Open letter to Mayor Joe Curtatone requesting Somerville adopt Indigenous Peoples Day in place of Columbus Day:
Eight cities across the country have decided this year — three of them in the last week — to recognize the second Monday in October as Indigenous Peoples Day. Mayor Curtatone, can we make that list be nine?
Like everywhere on this continent, the seven hills of Somerville were home to a vibrant and diverse community for centuries before the European invasion.
We as a city have thought previously about our origins: text on the Somerville seal reads “Honorably Purchased From The Pawtuckets, 1639.” The land was purchased from the few survivors of a European plague that killed 90% of the Massachusett and Pawtucket nations, but purchased it was, and there is a copy of the deed in the Somerville Museum.
Meanwhile, history has turned against Christopher Columbus. It is now widely understood that Columbus’s role in history was the initiation of centuries of violence and cultural erasure.
Why would a city that finds pride in a history of displacement by buy-out rather than by massacre choose to continue honoring a man who represents the opposite?
Portland, St. Paul, Albuquerque, Seattle, Olympia, Minneapolis, and several other cities and counties are honoring Indigenous Peoples Day today. The city council of Oklahoma City will vote tomorrow on starting the list for 2016. Let’s have Somerville join the list too.
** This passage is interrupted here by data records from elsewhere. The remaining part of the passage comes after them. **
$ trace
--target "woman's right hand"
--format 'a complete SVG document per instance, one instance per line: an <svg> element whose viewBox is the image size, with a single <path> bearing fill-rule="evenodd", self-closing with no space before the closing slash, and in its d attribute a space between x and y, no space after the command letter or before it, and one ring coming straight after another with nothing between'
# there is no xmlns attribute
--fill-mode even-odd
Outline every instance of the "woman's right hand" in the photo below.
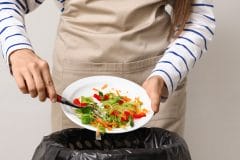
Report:
<svg viewBox="0 0 240 160"><path fill-rule="evenodd" d="M29 49L20 49L9 57L13 77L18 88L32 98L38 96L40 101L47 97L56 102L56 90L52 81L48 63Z"/></svg>

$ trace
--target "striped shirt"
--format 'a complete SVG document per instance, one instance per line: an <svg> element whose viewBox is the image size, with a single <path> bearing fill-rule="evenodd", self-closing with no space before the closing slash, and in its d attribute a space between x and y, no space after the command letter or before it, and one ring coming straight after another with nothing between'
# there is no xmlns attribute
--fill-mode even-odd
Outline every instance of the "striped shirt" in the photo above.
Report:
<svg viewBox="0 0 240 160"><path fill-rule="evenodd" d="M64 10L64 0L55 0ZM0 0L0 52L8 63L10 53L17 49L32 49L24 25L24 15L44 0ZM211 0L195 0L183 32L165 50L151 76L161 76L171 94L186 77L213 38L215 18Z"/></svg>

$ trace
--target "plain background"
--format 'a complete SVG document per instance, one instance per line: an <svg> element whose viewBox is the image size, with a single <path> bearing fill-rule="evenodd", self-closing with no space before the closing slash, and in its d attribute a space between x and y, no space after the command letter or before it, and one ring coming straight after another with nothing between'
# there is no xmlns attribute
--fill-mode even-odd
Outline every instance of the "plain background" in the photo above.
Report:
<svg viewBox="0 0 240 160"><path fill-rule="evenodd" d="M239 159L239 15L239 1L215 1L214 41L189 74L185 139L193 160ZM58 16L53 1L26 16L35 51L50 66ZM50 102L22 95L0 59L0 159L31 159L50 133Z"/></svg>

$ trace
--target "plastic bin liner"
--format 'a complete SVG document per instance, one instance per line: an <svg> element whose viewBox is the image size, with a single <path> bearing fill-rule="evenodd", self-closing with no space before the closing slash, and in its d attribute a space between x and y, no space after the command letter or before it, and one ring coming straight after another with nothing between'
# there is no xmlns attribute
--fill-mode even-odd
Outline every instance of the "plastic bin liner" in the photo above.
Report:
<svg viewBox="0 0 240 160"><path fill-rule="evenodd" d="M184 139L160 128L95 137L95 132L80 128L52 133L32 160L191 160Z"/></svg>

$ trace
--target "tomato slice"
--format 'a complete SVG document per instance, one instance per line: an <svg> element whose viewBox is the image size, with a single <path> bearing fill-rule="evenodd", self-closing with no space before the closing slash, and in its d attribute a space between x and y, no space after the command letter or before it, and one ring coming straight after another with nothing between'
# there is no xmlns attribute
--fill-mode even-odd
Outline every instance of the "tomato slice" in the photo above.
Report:
<svg viewBox="0 0 240 160"><path fill-rule="evenodd" d="M146 113L144 113L144 112L133 114L134 119L142 118L142 117L145 117L145 116L146 116Z"/></svg>

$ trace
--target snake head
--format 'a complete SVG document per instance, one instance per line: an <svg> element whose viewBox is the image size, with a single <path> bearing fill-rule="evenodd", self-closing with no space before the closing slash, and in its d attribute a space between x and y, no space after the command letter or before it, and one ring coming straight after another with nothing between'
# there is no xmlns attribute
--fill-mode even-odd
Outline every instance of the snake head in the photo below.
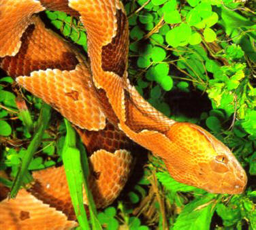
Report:
<svg viewBox="0 0 256 230"><path fill-rule="evenodd" d="M246 174L221 142L193 124L176 122L166 133L172 149L165 161L176 180L213 193L239 194L246 185Z"/></svg>

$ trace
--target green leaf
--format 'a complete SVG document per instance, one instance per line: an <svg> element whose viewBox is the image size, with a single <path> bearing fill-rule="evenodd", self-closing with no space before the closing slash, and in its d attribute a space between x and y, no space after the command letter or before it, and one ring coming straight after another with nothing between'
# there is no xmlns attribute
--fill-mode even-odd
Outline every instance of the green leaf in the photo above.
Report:
<svg viewBox="0 0 256 230"><path fill-rule="evenodd" d="M142 24L148 24L153 21L153 16L150 13L145 13L139 16L140 22Z"/></svg>
<svg viewBox="0 0 256 230"><path fill-rule="evenodd" d="M156 78L167 76L169 73L169 65L167 63L157 64L155 66L155 71Z"/></svg>
<svg viewBox="0 0 256 230"><path fill-rule="evenodd" d="M219 132L221 129L221 125L219 120L216 116L209 116L206 119L206 125L212 131Z"/></svg>
<svg viewBox="0 0 256 230"><path fill-rule="evenodd" d="M152 0L152 3L155 5L159 5L163 4L167 0Z"/></svg>
<svg viewBox="0 0 256 230"><path fill-rule="evenodd" d="M187 0L187 2L191 6L194 7L200 2L200 0Z"/></svg>
<svg viewBox="0 0 256 230"><path fill-rule="evenodd" d="M140 68L146 68L150 65L150 60L147 56L140 56L137 61L137 65Z"/></svg>
<svg viewBox="0 0 256 230"><path fill-rule="evenodd" d="M215 61L211 59L206 60L206 68L208 71L212 73L220 69L220 67L217 64L217 63Z"/></svg>
<svg viewBox="0 0 256 230"><path fill-rule="evenodd" d="M162 35L158 33L154 33L150 37L150 42L153 44L163 44L164 39Z"/></svg>
<svg viewBox="0 0 256 230"><path fill-rule="evenodd" d="M138 26L134 27L130 31L130 37L133 40L139 40L142 39L143 35L143 31Z"/></svg>
<svg viewBox="0 0 256 230"><path fill-rule="evenodd" d="M217 35L215 32L210 29L206 28L204 31L204 37L207 42L212 42L216 40Z"/></svg>
<svg viewBox="0 0 256 230"><path fill-rule="evenodd" d="M128 197L131 203L137 203L140 201L140 197L134 192L129 192L128 193Z"/></svg>
<svg viewBox="0 0 256 230"><path fill-rule="evenodd" d="M208 3L201 3L195 7L195 10L202 18L206 18L212 14L212 6Z"/></svg>
<svg viewBox="0 0 256 230"><path fill-rule="evenodd" d="M63 22L60 21L59 20L54 20L51 22L51 23L57 28L60 29L63 24Z"/></svg>
<svg viewBox="0 0 256 230"><path fill-rule="evenodd" d="M64 20L65 18L67 17L67 15L66 13L64 13L61 11L56 11L55 14L57 15L58 19L61 20Z"/></svg>
<svg viewBox="0 0 256 230"><path fill-rule="evenodd" d="M159 83L165 91L170 91L174 85L174 81L170 76L163 76Z"/></svg>
<svg viewBox="0 0 256 230"><path fill-rule="evenodd" d="M163 19L166 23L176 24L181 22L180 15L178 10L165 13Z"/></svg>
<svg viewBox="0 0 256 230"><path fill-rule="evenodd" d="M84 207L82 184L83 174L80 162L80 152L76 148L76 132L65 120L67 135L62 158L70 192L71 199L78 223L83 229L90 229Z"/></svg>
<svg viewBox="0 0 256 230"><path fill-rule="evenodd" d="M23 155L21 165L19 167L17 176L14 179L10 197L14 198L16 196L18 191L24 181L24 177L27 174L28 167L33 159L33 155L41 144L44 132L47 128L50 118L50 107L44 103L40 114L37 121L35 131L30 142L26 153Z"/></svg>
<svg viewBox="0 0 256 230"><path fill-rule="evenodd" d="M44 168L43 159L42 157L36 157L33 159L28 167L29 170L42 169Z"/></svg>
<svg viewBox="0 0 256 230"><path fill-rule="evenodd" d="M98 214L99 220L101 225L106 225L106 229L117 230L118 228L118 223L114 217L116 214L116 210L114 207L108 207L103 212L101 212Z"/></svg>
<svg viewBox="0 0 256 230"><path fill-rule="evenodd" d="M202 37L199 33L193 33L189 37L189 43L191 45L197 45L202 42Z"/></svg>
<svg viewBox="0 0 256 230"><path fill-rule="evenodd" d="M152 50L151 58L155 62L160 62L163 61L166 56L166 51L158 46L155 46Z"/></svg>
<svg viewBox="0 0 256 230"><path fill-rule="evenodd" d="M189 86L189 84L187 82L180 82L177 84L177 87L185 92L189 91L189 90L188 89Z"/></svg>
<svg viewBox="0 0 256 230"><path fill-rule="evenodd" d="M215 195L200 197L185 206L178 216L173 230L210 229L212 216L215 211Z"/></svg>
<svg viewBox="0 0 256 230"><path fill-rule="evenodd" d="M223 219L224 226L231 227L241 218L240 210L232 206L226 207L223 203L217 205L217 212Z"/></svg>
<svg viewBox="0 0 256 230"><path fill-rule="evenodd" d="M256 135L256 111L247 110L242 127L248 133Z"/></svg>
<svg viewBox="0 0 256 230"><path fill-rule="evenodd" d="M7 137L12 134L12 127L5 120L0 120L0 135Z"/></svg>
<svg viewBox="0 0 256 230"><path fill-rule="evenodd" d="M219 16L218 14L215 12L212 12L212 15L210 17L208 17L204 19L204 22L206 24L207 27L212 27L214 24L218 22Z"/></svg>
<svg viewBox="0 0 256 230"><path fill-rule="evenodd" d="M256 152L250 157L250 169L251 175L256 175Z"/></svg>
<svg viewBox="0 0 256 230"><path fill-rule="evenodd" d="M5 105L16 108L16 97L14 94L11 92L0 90L0 101L3 102Z"/></svg>
<svg viewBox="0 0 256 230"><path fill-rule="evenodd" d="M186 22L190 26L195 26L201 22L200 15L195 9L192 9L186 16Z"/></svg>
<svg viewBox="0 0 256 230"><path fill-rule="evenodd" d="M177 3L176 0L169 0L162 7L163 12L165 14L170 13L170 12L175 10L176 6Z"/></svg>
<svg viewBox="0 0 256 230"><path fill-rule="evenodd" d="M173 46L186 46L191 34L191 27L186 23L174 28L166 33L167 43Z"/></svg>
<svg viewBox="0 0 256 230"><path fill-rule="evenodd" d="M50 20L57 20L58 18L58 16L55 12L53 12L52 11L46 10L45 11L47 17Z"/></svg>

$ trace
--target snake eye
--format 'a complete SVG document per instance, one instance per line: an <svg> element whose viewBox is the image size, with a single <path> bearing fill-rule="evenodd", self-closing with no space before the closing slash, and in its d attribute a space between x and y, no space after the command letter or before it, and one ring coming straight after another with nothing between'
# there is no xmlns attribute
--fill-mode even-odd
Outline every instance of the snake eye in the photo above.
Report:
<svg viewBox="0 0 256 230"><path fill-rule="evenodd" d="M220 154L220 155L217 155L215 157L215 160L218 162L220 162L220 163L223 163L224 164L227 164L227 162L229 161L229 160L227 159L227 158L223 155L223 154Z"/></svg>

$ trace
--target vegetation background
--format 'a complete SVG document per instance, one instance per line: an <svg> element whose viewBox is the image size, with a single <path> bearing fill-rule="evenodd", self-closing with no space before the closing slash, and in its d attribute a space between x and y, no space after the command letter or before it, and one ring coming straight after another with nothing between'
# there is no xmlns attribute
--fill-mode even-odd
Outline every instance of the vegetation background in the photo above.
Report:
<svg viewBox="0 0 256 230"><path fill-rule="evenodd" d="M86 223L81 220L81 226L92 225L89 227L96 229L100 225L107 229L256 229L255 2L123 3L130 29L131 82L165 115L197 123L223 141L246 171L249 182L242 195L210 194L176 182L161 160L148 153L148 158L138 157L139 166L112 206L97 214L93 208L93 218ZM42 16L86 50L86 33L77 19L59 12L46 12ZM68 122L3 74L0 144L0 169L16 178L14 182L3 178L0 182L12 187L12 196L31 180L30 170L59 164L63 158L65 163L67 150L76 156L72 163L80 165L83 151ZM77 168L72 165L71 170ZM75 174L82 179L79 171ZM72 197L79 196L76 185L71 188ZM77 202L82 210L82 202L79 199Z"/></svg>

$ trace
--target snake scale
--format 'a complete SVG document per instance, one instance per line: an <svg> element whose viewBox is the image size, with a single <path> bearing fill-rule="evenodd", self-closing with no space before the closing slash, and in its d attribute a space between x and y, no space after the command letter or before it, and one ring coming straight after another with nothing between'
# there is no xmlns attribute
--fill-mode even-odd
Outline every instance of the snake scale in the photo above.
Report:
<svg viewBox="0 0 256 230"><path fill-rule="evenodd" d="M38 16L46 10L79 18L88 60L46 27ZM97 208L110 205L127 180L131 140L159 157L178 182L210 193L242 193L246 175L227 147L200 127L165 116L130 84L128 46L119 0L0 0L0 67L76 127L97 173L89 185ZM77 226L63 167L33 176L31 188L0 203L0 228Z"/></svg>

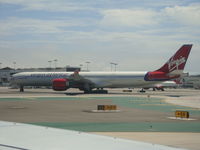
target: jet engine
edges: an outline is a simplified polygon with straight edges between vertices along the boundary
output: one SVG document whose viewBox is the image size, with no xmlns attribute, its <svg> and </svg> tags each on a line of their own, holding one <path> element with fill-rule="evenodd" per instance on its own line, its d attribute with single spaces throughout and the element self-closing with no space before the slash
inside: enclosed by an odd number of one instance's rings
<svg viewBox="0 0 200 150">
<path fill-rule="evenodd" d="M 66 91 L 69 88 L 68 79 L 54 79 L 52 83 L 52 88 L 55 91 Z"/>
</svg>

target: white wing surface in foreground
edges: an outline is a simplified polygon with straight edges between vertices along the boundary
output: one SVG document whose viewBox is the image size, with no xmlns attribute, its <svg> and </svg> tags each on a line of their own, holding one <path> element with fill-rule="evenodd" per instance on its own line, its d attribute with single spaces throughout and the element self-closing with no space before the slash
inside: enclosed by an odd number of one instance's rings
<svg viewBox="0 0 200 150">
<path fill-rule="evenodd" d="M 0 121 L 1 150 L 180 150 L 78 131 Z"/>
</svg>

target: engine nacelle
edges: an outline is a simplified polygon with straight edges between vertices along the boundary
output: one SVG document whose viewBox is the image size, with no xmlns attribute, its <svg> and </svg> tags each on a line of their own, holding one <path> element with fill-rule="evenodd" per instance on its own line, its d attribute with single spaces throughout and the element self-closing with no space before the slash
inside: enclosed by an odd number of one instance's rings
<svg viewBox="0 0 200 150">
<path fill-rule="evenodd" d="M 165 72 L 161 72 L 161 71 L 153 71 L 153 72 L 148 72 L 145 75 L 145 80 L 146 81 L 165 81 L 165 80 L 171 80 L 171 79 L 175 79 L 178 78 L 180 75 L 168 75 Z"/>
<path fill-rule="evenodd" d="M 69 88 L 68 79 L 54 79 L 52 83 L 52 88 L 55 91 L 66 91 Z"/>
</svg>

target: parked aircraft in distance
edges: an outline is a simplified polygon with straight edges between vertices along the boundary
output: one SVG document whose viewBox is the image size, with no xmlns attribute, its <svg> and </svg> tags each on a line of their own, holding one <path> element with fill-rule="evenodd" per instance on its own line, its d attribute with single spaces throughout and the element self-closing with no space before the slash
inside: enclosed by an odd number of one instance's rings
<svg viewBox="0 0 200 150">
<path fill-rule="evenodd" d="M 160 69 L 149 72 L 22 72 L 13 75 L 11 84 L 24 86 L 52 86 L 64 91 L 78 88 L 85 93 L 93 89 L 145 87 L 174 80 L 183 73 L 191 44 L 183 45 Z"/>
</svg>

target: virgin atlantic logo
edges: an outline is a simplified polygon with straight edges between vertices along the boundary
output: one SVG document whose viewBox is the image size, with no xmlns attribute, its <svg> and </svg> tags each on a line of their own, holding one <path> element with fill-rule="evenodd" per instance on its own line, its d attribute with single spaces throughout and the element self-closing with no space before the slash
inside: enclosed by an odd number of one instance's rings
<svg viewBox="0 0 200 150">
<path fill-rule="evenodd" d="M 174 58 L 172 57 L 168 62 L 168 69 L 170 72 L 173 70 L 179 70 L 179 66 L 185 62 L 186 62 L 185 57 L 181 57 L 180 59 L 176 60 L 174 60 Z"/>
</svg>

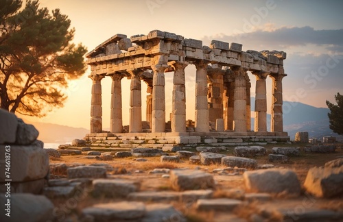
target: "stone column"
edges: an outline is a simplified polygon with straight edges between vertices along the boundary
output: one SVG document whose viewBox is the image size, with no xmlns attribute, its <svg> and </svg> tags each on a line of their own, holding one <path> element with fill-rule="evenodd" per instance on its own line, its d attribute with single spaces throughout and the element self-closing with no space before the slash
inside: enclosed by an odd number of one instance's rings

We can be the first city on the East Coast to adopt Indigenous Peoples Day, and lead the way in helping Eastern cities to honor and remember those whose death and displacement made room for the original American colonies.
Mayor Curtatone, you hang a #BlackLivesMatter banner from City Hall to protest structural racism and “acknowledge a painful reality,” as you put it. The same sense of ethical responsibility that led you to stand with #BlackLivesMatter should also lead you to adopting a day celebrating indigenous peoples and ending the blind recognition of a man who helped initiate their decimation and ongoing erasure.
And just as you described #BlackLivesMatter as both a statement and a question — you wrote “What must we do as a city to fix our part of the system? What must every city do?” — so too must we consider the adoption of Indigenous Peoples Day as the first step towards acknowledging a painful past, honoring the peoples who have been so long disregarded and erased, and ending the continued discrimination, theft of sovereignty, and structural inequality of Native populations across the continent.
But first, Mayor Curtatone, change the name of the day to match the values of our city. Let Somerville officially honor the people who first lived, worked, played, and raised families on this land.